Pragier was unwavering in his support of the legal continuity of the Polish government-in-exile, attributing to it an inalienable right for the continued struggle for the recovery of Poland's independence as a state. A 2019 Polish evaluation of his life dubbed him "the eternal dissident".

He was a founding member of the Polish Society of Arts and Sciences Abroad. He belonged to the Feemasons' Lodge Kopernik.

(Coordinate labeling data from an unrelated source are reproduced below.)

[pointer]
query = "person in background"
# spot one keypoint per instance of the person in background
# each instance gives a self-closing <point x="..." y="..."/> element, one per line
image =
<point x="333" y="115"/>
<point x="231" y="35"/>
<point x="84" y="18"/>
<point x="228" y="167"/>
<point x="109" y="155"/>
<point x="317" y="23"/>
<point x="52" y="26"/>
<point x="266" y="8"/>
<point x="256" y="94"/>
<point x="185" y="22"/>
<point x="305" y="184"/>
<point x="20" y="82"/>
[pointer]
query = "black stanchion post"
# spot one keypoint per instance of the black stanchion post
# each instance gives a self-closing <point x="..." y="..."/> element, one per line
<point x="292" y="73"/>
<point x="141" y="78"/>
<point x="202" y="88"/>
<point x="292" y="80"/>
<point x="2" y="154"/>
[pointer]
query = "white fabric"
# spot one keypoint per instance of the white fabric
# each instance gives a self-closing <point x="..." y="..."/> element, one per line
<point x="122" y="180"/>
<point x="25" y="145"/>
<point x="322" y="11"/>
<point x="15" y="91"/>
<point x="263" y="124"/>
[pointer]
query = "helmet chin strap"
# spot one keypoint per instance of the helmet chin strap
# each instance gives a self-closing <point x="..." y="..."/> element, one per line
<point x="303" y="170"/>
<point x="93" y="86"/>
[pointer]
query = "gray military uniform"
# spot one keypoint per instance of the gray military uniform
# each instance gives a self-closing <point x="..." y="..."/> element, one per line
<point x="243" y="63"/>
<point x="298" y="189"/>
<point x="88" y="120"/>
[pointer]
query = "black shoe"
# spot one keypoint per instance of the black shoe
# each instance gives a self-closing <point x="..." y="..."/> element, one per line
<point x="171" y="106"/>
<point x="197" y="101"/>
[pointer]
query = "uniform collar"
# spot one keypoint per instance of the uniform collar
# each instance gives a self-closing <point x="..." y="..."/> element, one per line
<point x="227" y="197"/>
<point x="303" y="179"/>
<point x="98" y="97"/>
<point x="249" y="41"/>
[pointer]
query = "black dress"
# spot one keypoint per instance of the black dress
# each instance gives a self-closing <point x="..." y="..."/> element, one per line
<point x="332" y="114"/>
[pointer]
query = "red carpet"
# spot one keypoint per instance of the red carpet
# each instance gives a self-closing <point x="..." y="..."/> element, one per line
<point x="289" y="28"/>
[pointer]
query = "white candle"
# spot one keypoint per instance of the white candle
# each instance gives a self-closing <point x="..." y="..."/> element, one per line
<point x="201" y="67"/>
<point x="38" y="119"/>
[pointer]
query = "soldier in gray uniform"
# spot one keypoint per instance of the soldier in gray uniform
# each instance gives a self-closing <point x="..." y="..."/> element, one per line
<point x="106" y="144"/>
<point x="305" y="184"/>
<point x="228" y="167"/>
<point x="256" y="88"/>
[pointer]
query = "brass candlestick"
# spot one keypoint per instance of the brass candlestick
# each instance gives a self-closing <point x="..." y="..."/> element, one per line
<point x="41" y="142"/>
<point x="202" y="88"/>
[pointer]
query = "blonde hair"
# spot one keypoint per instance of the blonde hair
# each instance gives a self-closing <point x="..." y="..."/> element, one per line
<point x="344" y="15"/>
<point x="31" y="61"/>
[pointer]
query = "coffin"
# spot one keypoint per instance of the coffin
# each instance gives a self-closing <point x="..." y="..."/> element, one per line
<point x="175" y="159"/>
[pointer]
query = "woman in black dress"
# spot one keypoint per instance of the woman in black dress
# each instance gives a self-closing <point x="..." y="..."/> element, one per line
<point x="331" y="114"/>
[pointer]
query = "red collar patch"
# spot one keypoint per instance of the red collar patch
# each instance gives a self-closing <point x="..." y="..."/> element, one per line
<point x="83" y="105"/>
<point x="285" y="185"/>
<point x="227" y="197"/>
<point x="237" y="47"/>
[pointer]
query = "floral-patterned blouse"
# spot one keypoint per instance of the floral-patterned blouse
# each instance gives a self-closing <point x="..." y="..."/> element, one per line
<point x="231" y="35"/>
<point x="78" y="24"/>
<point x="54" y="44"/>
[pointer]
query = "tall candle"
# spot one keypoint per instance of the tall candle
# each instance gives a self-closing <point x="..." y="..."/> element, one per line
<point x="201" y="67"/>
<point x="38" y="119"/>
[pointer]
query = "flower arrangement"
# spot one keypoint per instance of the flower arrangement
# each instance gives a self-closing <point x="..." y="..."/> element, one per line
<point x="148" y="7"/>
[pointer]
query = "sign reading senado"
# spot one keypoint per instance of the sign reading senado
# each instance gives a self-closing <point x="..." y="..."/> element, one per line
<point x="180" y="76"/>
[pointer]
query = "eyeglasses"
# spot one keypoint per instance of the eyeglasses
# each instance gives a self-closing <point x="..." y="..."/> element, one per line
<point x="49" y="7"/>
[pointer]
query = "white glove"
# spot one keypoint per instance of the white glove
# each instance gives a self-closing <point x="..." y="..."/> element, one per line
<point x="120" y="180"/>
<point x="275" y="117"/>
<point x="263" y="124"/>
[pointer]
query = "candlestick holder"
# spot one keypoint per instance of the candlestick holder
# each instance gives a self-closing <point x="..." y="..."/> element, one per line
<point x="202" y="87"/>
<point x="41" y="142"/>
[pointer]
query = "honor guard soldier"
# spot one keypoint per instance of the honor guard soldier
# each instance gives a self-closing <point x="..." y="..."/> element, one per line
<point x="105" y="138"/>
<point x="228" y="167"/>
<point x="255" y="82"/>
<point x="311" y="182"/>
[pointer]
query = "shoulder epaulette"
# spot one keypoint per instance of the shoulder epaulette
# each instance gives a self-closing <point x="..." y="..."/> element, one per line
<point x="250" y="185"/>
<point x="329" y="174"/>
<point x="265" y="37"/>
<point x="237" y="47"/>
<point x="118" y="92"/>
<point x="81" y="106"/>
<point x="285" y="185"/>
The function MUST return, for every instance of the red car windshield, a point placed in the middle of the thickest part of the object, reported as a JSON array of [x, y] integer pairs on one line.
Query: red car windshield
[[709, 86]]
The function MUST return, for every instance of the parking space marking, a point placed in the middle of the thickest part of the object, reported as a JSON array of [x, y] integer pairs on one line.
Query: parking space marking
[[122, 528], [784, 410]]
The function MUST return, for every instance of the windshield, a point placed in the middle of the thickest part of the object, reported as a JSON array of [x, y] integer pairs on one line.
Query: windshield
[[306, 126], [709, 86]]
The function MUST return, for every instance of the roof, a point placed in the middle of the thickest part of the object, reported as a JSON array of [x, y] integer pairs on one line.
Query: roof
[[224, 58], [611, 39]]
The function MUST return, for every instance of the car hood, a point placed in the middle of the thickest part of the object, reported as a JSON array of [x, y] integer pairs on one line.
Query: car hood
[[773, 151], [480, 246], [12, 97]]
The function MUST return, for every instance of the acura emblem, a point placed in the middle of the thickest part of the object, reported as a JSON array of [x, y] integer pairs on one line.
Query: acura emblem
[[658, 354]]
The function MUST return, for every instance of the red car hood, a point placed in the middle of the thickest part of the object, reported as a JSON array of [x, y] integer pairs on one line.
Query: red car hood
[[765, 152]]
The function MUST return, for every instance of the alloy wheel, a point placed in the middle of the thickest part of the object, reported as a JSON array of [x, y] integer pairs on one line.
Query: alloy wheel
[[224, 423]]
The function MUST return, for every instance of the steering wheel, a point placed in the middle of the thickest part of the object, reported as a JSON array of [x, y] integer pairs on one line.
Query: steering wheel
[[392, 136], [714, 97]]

In his late eighties, Pragier retired to the Polish hospital in Penley, near Wrexham, where he died in 1976. He was buried in Hampstead Cemetery, London.

== Awards ==
- Wielką Wstęgą Orderu Odrodzenia Polski (1965)
- Medal Niepodległości

== Personal life ==
In 1912 he married Eugenia Berke a PPS activist and after 1945 a member of the PZPR. After the outbreak of WwII the couple were in separation. They had no children.

== Selected works ==
- Polish Peace Aims. London: Max Love Publishing Co. Ltd. 1944.
- Cele wojenne Polski [Polish peace aims]. pub. Nakład oddziału Kultury i Prasy. Biblioteka Orła Białego. Włochy. 1945. (in Polish)
- La question polonaise. Interview accordée à M. Wincenty Maliniak, correspondant des journaux polonais aux États Unis. [The Polish question. An interview with Wincenty Maliniak, correspondent of the Polish press in the USA] 1946. (in French)
- Pragier, Adam (2018). "Czas przeszły dokonany - Czasy i ludzie"
- Puszka Pandory, (Pandora's Box) London 1969, pub. Polska Fundacja Kulturalna (in Polish)
- Czas teraźniejszy, (The Present) London 1975, pub. Polska Fundacja Kulturalna (in Polish)
- Zarys skarbowości komunalnej. 2 vols. [An outline of communal finances], original edition in 1924. Warsaw: Wydawnictwo Przemiany. 1990. (in Polish)

== Bibliography ==
- Leksykon historii Polski z 1995
- Grzegorz Szturo, Kraj i emigracja w publicystyce Adama Pragiera: lata 1945–1956
- Emigracja polska wobec problemów przebudowy i sowietyzacji kraju po drugiej wojnie światowej: studia / pod redakcją Ryszarda Sudzińskiego. Toruń, 2007.